If you suspect you are a victim of identity theft, below are some guidelines that should be acted upon immediately to best insure your protection:
Be sure to keep records and document all communications with the creditors and government agencies you contact. Include the date and the name of the person you were in contact with. Follow up all telephone contacts with a letter and keep a copy.
Notify all creditors and financial institutions in writing and by phone that your name and accounts have been used without permission. If an existing account has been stolen, ask the creditor or bank to issue you new cards, checks and account numbers. Carefully monitor the account activity on your statements. Report fraudulent activity to the issuing company immediately.
Immediately report the crime to your local police. Provide them with as much documentation as possible. Make sure that the accounts are listed on the police report and request a copy of the police report. Credit card companies, banks and credit reporting agencies may require you to show a police report to support your claim that a crime was committed.
Report the crime to the Federal Trade Commission (FTC). The FTC collects complaints about identity theft from consumers and stores them in a secure online database called the Consumer Sentinel that is available to law enforcement agencies worldwide.

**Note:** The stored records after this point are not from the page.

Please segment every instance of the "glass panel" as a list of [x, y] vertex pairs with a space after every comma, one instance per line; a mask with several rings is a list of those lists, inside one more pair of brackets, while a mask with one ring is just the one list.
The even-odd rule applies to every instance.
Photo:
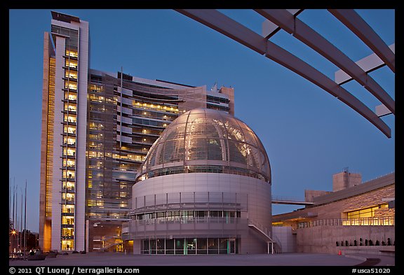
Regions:
[[164, 239], [157, 239], [157, 254], [164, 254]]
[[209, 238], [208, 239], [208, 254], [217, 254], [219, 249], [219, 240], [217, 238]]
[[175, 239], [175, 254], [184, 254], [184, 239]]
[[151, 239], [150, 240], [150, 254], [156, 254], [156, 240]]
[[174, 254], [174, 239], [166, 240], [166, 254]]
[[149, 254], [150, 251], [149, 250], [149, 239], [145, 239], [143, 240], [143, 254]]
[[198, 251], [198, 254], [206, 254], [207, 253], [207, 241], [206, 239], [198, 239], [196, 242]]
[[228, 253], [228, 239], [220, 238], [219, 239], [219, 254]]
[[196, 254], [196, 239], [187, 239], [187, 254]]

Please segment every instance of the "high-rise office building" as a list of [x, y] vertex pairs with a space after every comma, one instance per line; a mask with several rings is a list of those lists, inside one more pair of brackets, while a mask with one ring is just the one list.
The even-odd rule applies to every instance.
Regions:
[[189, 110], [234, 115], [234, 91], [90, 69], [88, 22], [51, 13], [43, 44], [39, 245], [119, 251], [132, 185], [153, 143]]

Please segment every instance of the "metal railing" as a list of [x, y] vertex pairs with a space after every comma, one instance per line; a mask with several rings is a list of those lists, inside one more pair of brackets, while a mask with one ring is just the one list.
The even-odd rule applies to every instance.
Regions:
[[313, 227], [315, 226], [339, 226], [339, 225], [395, 225], [394, 216], [369, 217], [353, 219], [323, 219], [310, 222], [299, 223], [297, 228]]

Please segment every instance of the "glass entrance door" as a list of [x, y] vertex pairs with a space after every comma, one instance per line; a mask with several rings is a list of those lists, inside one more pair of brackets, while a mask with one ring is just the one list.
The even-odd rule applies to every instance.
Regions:
[[236, 239], [229, 239], [229, 254], [236, 253]]

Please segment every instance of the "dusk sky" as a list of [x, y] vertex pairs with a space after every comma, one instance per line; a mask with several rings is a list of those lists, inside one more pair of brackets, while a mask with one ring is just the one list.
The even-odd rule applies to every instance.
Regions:
[[[9, 10], [9, 184], [27, 183], [27, 229], [39, 232], [43, 32], [53, 10]], [[232, 87], [235, 116], [262, 141], [273, 196], [304, 199], [304, 190], [332, 190], [332, 174], [348, 167], [368, 181], [395, 171], [395, 116], [382, 119], [387, 138], [365, 118], [294, 72], [173, 10], [55, 10], [88, 21], [90, 68], [194, 86]], [[252, 10], [219, 10], [261, 34]], [[356, 10], [387, 45], [395, 43], [394, 10]], [[354, 61], [372, 54], [326, 10], [298, 18]], [[290, 34], [271, 41], [331, 79], [338, 68]], [[370, 73], [395, 99], [395, 75]], [[381, 103], [355, 81], [343, 87], [370, 109]], [[18, 206], [20, 207], [20, 206]], [[273, 214], [300, 206], [273, 205]]]

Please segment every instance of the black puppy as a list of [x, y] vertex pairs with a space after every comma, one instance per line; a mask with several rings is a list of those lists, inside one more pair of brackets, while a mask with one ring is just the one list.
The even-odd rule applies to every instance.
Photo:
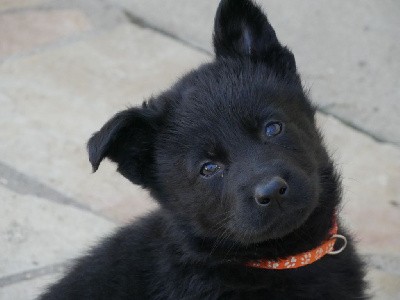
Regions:
[[[41, 299], [359, 299], [336, 238], [340, 187], [293, 54], [251, 1], [222, 1], [216, 59], [89, 140], [161, 208], [103, 241]], [[342, 238], [343, 239], [343, 238]], [[329, 255], [332, 243], [337, 255]], [[332, 254], [332, 253], [330, 253]]]

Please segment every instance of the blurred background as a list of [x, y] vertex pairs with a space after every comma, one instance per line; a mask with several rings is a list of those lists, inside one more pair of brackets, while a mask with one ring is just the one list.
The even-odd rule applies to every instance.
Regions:
[[[343, 173], [374, 299], [400, 299], [400, 2], [258, 1], [294, 52]], [[215, 0], [0, 0], [0, 299], [156, 207], [85, 143], [213, 59]]]

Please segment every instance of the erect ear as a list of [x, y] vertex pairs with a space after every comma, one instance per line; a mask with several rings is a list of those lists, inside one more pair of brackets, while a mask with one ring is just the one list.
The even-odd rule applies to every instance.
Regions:
[[160, 114], [143, 105], [117, 113], [88, 142], [89, 161], [95, 172], [107, 157], [118, 172], [145, 187], [154, 181], [154, 140]]
[[222, 0], [214, 23], [214, 49], [219, 57], [262, 60], [278, 73], [296, 72], [292, 52], [283, 47], [260, 7], [250, 0]]

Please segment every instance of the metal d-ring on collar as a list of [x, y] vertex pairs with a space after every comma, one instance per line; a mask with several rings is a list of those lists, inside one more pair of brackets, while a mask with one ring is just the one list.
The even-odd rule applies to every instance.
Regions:
[[342, 247], [340, 247], [338, 250], [329, 251], [327, 254], [329, 254], [329, 255], [336, 255], [336, 254], [339, 254], [339, 253], [343, 252], [343, 250], [344, 250], [344, 249], [346, 248], [346, 246], [347, 246], [347, 239], [346, 239], [346, 237], [345, 237], [344, 235], [341, 235], [341, 234], [334, 234], [334, 235], [331, 236], [331, 240], [332, 240], [332, 239], [341, 239], [341, 240], [343, 241], [343, 245], [342, 245]]

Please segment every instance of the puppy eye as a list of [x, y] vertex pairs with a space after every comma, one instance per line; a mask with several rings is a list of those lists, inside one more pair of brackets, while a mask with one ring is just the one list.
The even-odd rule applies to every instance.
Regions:
[[215, 163], [212, 162], [207, 162], [205, 163], [200, 170], [200, 174], [203, 175], [204, 177], [210, 177], [217, 173], [221, 169], [220, 166], [218, 166]]
[[282, 124], [279, 122], [271, 122], [265, 126], [265, 135], [273, 137], [282, 132]]

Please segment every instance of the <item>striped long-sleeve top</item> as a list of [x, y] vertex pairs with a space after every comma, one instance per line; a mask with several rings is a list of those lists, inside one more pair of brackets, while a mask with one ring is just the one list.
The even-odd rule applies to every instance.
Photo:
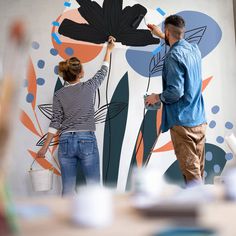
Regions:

The FTC provides information on ways to resolve problems resulting from identity theft and refers individuals to various private and government agencies for further action.
FEDERAL TRADE COMMISSION
Identity Theft Clearinghouse
600 Pennsylvania Avenue, NW
Washington, DC 20580
Contact the fraud units of the three agencies:
Ask them to place a "fraud alert" on your credit report to help prevent new fraudulent accounts from being opened.
Please note that you are entitled to a free copy of your credit report if you are a victim of identity theft.